Olaylar sırasında hayatını kaybeden, yeni doğan kızını göremeden ölen işçi Mehmet Çavdar’ın cenazesi arkadaşlarının sırtında beş saat uzaklıktaki köyünde toprağa verilir…
Olayların ardından gerek hükümet gerekse de antikomünist tutumlarıyla bilinen Türk-İş yöneticileri olayların sorumlusu olarak işçiler arasında örgütlenen TİP’i gösterirler.
TİP Genel Sekreteri Rıza Kuas bütün bu iddialara 21 Nisan 1965’de yaptığı basın açıklamasında yanıt verir: “Türkiye İşçi Partisinin ihtilalcı metotlarla çalıştığını ve işçiyi ordu ile çarpışmaya tahrik ve teşvik ettiği yalanını söyleyen Halil Tunç’ları Seyfi Demirsoyları Türk adaletinin pençesine vereceğiz”… [3]
Direnişe geçen işçilerden Mehmet Çavdar ve Satılmış Tepe’nin nasıl “havaya ateş açılması sonucunda” öldüğü sorununu yanıtı olayın ardından Nisan ayında yayınlanan Sosyal Adalet dergisinde: “Olay işletme kârından dağıtılacak 6 milyon liralık liyakat zammının sadece kıdemli işçilere değil her işçiye eşit olarak dağıtılması talebinden çıkmıştır. Bu talepleri kabul edilmeyen işçiler topluca işi bırakmışlardır. Resmî makamlar ve basın tarafından bu güne kadar yapılan açıklamalarda film burada kopmakta, tekrar başlayınca ortada iki maden işçisinin ölüleri görünmektedir. Çizmesi ayağından çıkmış bir ölü başında sessiz duran arkadaşları, insana sadece keder değil hürmette telkin eden görünüşler. Ne olmuş da ateş edilmiştir? Ateş emrini kim vermiştir? Bugüne kadar bunları anlamak imkân olmamıştır. Film hâlâ kopuktur.” satırlarıyla aranır. Ancak bu sorunun yanıtı bugüne dek henüz verilmiş değildir. Sosyal Adalet dergisinin deyimi ile “film hâlâ kopuktur”.

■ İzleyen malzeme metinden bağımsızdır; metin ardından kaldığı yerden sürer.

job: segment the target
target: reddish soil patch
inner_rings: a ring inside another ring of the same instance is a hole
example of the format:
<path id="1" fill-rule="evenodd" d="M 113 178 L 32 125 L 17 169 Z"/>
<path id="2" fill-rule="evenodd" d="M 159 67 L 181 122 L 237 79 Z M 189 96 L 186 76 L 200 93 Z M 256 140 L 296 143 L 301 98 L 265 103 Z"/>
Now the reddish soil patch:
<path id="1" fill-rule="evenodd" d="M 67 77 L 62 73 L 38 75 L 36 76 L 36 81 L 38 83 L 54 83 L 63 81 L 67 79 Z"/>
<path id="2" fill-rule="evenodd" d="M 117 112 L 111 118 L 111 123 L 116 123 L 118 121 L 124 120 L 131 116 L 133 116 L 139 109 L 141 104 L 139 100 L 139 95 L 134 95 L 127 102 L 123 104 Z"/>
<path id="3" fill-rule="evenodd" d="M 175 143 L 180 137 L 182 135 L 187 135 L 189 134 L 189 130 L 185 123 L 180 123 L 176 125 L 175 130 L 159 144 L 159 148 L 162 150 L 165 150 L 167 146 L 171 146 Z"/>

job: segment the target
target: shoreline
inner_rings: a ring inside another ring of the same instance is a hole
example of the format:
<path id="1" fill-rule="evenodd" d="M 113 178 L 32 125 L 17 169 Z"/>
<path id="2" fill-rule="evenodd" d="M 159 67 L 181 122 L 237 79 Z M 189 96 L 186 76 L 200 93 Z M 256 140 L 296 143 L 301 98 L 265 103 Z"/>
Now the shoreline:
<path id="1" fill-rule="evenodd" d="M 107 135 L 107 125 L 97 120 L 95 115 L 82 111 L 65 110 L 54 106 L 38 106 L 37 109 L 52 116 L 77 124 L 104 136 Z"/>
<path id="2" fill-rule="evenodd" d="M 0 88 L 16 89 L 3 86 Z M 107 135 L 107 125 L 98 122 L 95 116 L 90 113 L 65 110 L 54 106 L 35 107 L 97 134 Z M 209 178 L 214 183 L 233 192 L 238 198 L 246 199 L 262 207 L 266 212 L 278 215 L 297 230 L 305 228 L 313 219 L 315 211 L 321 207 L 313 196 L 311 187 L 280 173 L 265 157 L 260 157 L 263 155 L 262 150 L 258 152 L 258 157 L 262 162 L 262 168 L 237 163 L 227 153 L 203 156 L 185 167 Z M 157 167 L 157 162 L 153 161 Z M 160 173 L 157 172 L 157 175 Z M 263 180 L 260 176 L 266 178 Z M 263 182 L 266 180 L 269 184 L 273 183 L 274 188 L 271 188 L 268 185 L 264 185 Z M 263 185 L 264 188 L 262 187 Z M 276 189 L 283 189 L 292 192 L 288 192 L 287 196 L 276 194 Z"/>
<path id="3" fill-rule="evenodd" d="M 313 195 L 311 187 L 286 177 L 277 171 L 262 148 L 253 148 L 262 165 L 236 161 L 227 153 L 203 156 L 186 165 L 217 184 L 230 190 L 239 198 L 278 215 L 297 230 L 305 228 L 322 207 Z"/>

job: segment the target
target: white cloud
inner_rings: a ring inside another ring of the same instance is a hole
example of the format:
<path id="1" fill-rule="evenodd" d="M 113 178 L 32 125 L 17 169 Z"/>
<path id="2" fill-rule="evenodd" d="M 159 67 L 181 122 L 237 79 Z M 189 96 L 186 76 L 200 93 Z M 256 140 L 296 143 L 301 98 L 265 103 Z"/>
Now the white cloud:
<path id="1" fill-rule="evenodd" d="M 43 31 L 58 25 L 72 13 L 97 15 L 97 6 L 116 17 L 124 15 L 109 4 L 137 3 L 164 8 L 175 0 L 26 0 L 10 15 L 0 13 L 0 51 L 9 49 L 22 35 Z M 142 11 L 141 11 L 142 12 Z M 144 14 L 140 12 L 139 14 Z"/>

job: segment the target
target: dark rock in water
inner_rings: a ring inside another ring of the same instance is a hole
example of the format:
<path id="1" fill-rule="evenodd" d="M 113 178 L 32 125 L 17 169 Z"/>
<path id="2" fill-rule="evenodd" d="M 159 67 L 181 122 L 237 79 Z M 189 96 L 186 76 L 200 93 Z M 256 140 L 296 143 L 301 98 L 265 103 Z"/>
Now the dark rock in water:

[1] Türkiye İşçi ve Sosyalist Hareketi, Dimitır Şişmanov, Belge Yayınları, 1978.
[2] Hayat dergisi, Sayı 12, 18 Mart 1965.
[3] Sosyal Adalet dergisi, Sayı 14, Mayıs 1965.

***
SENDİKA VE ÖĞRENCİ DERNEKLERİNDEN ANKARA’DA “SESSİZ YÜRÜYÜŞ”

Zonguldak, Kozlu’da maden işçilerinin direnişi sırasında Mehmet Çavdar ve Satılmış Tepe yaşamını kaybetti. Siyasal Bilgiler Fikir Kulübü, olayı protesto için 17 Mart 1965’te çeşitli öğrenci derneklerinin ve işçi sendikalarının katılımıyla Ankara’da “sessiz bir yürüyüş” düzenledi.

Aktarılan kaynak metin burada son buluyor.